Ziel der Initiative war und ist es, „den öffentlichen Raum selbst zu gestalten, ihn einfach nur zu erleben oder eigene Aktionen zu präsentieren: Nachbarn kennenlernen und zusammen frühstücken, Pflanzkisten vorbereiten, Bänke und Sofas raus stellen, kochen, einen Parkplatz begrünen oder ausprobieren, wie sich ein Lastenfahrrad fährt …“, so der Trägerverein Agora. Es ging und geht um die Konkretisierung dessen, was Nachhaltigkeit bedeuten kann und/oder ein gutes Leben. Und das ist mehr als ein autofreier Tag – die Rückeroberung des urbanen Raums für die Anwohner, die Etablierung eines anderen Miteinander, die Identifizierung von Freiräumen in der Großstadt oder auch kurz: erste Schritte der Transformation in Richtung Nachhaltigkeit.
Mix „mit Autos“
Was im benachbarten Stadtteil Ehrenfeld im vergangenen und in diesem Jahr bereits stattgefunden hat – ein Tag des guten Lebens unter Beteiligung der Ehrenfelder und unter Zuspruch von tausenden Teilnehmerinnen und Teilnehmern – mündete am 21. September aus organisatorischen Gründen und „mit Autos“ in einen bunten Mix aus Brunchen und Tafeln mit Zufallsbuffet, Schnibbelpartys, dem selber backen, texten und verpacken von Glückskeksen auf offener Straße, dem Speed-Dating für Nachbarn und anderes mehr. Platz fanden die Aktionen in Hinterhöfen und Vorgärten, auf Bordsteinen und Freiflächen in Köln Sülz.

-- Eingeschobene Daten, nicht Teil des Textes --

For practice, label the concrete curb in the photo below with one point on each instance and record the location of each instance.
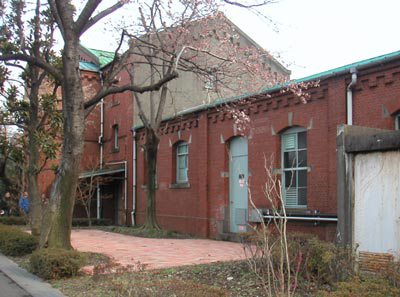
(32, 284)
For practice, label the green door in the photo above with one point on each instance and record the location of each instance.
(238, 175)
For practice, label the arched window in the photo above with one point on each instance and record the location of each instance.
(397, 121)
(182, 162)
(294, 167)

Davide Brocchi, der Initiator des gesamten Projektes „Tag des guten Lebens” und der Agora Köln, erklärte seine Motivation so: „Viele von uns leben in Sülz oder haben in Sülz gewohnt, da war es naheliegend, nach erfolgreichen Durchläufen in Ehrenfeld, direkt vor unserer Haustür weiter zu machen.“
Mehr Grün!
“Mehr Grün ins Veedel” war bspw. das Motto des Arbeitskreises Grün; das Aufzeigen von „Alternativen zur Geranienkultur“ in den vielen Balkonkübeln und in den Vorgärten. Zu diesem Zweck hatten sie Hunderte Pflanzen in kleinen Töpfen organisiert. Die Anwohner waren aufgefordert, sich die Pflanzen gegen eine kleine Spende abzuholen und vor ihrer Haustüre oder im nächsten Hinterhof zu pflanzen. Infos gab es gratis dazu. Am Abend waren alle Kisten leer und der dicht bebaute Stadtteil ein bißchen grüner.

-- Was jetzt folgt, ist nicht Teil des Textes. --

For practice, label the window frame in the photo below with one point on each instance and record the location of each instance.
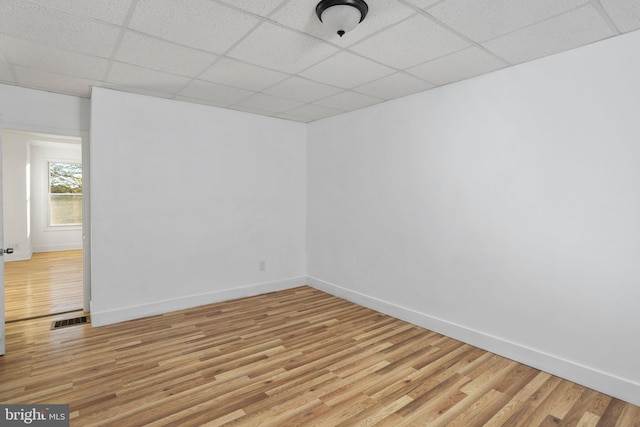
(62, 227)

In der Palanterstraße lud eine Hausgemeinschaft zum „Palanter-Gartenfrühstück” im Innenhof-Garten ein. Kommen sollten Freunde und die Nachbarschaft, um miteinander zu schwatzen, es sich einfach richtig nett zu machen und gemeinsam zu frühstücken. Dazu gab es noch etwas politisches Programm: „Uns beschäftigt die Frage: Was passiert in Sülz? Junge Familien, hippe Geschäfte, blumiges Flair – aber auch steigende Preise, Gentrifizierung, kein Platz mehr für Flüchtlinge und Multikulti!“ Ein versierter Stadtplaner lieferte Fakten, politische Funktionsträger wurden befragt. Live-Musik sorgte für Stimmung – hier und anderswo.
Das Trotzdem
Nach der Verschiebung des Tags des guten Lebens, avancierte Josie Kaiser schnell zum Gesicht der Veranstaltung, ohne die Organisatorin sein zu wollen, einfach weil sie eine offene Facebook-Gruppe gründete, um diejenigen Aktionen zu bündeln, die „trotzdem“ stattfinden sollten – über zwanzig, verteilt über den gesamten Stadtteil. „Ich wollte, das trotzdem etwas stattfindet, nachdem der eigentliche Tag verschoben wurde. Denn schnell merkte man, dass ganz viele einfach Lust darauf haben“, so Kaiser.
Und so strömten bis achtzehn Uhr – und teilweise darüber hinaus – Hunderte Menschen in den Südwesten Kölns. Die „Nicht-Organisatorin“ des Tag der Nachbarschaft stimmt das hoffnungsvoll, wie alle anderen auch, die ebenfalls mitgemacht haben: „Natürlich bin ich Ende Mai nächsten Jahres wieder mit dabei, heute war das für mich das Vorfeiern“, so Kaiser.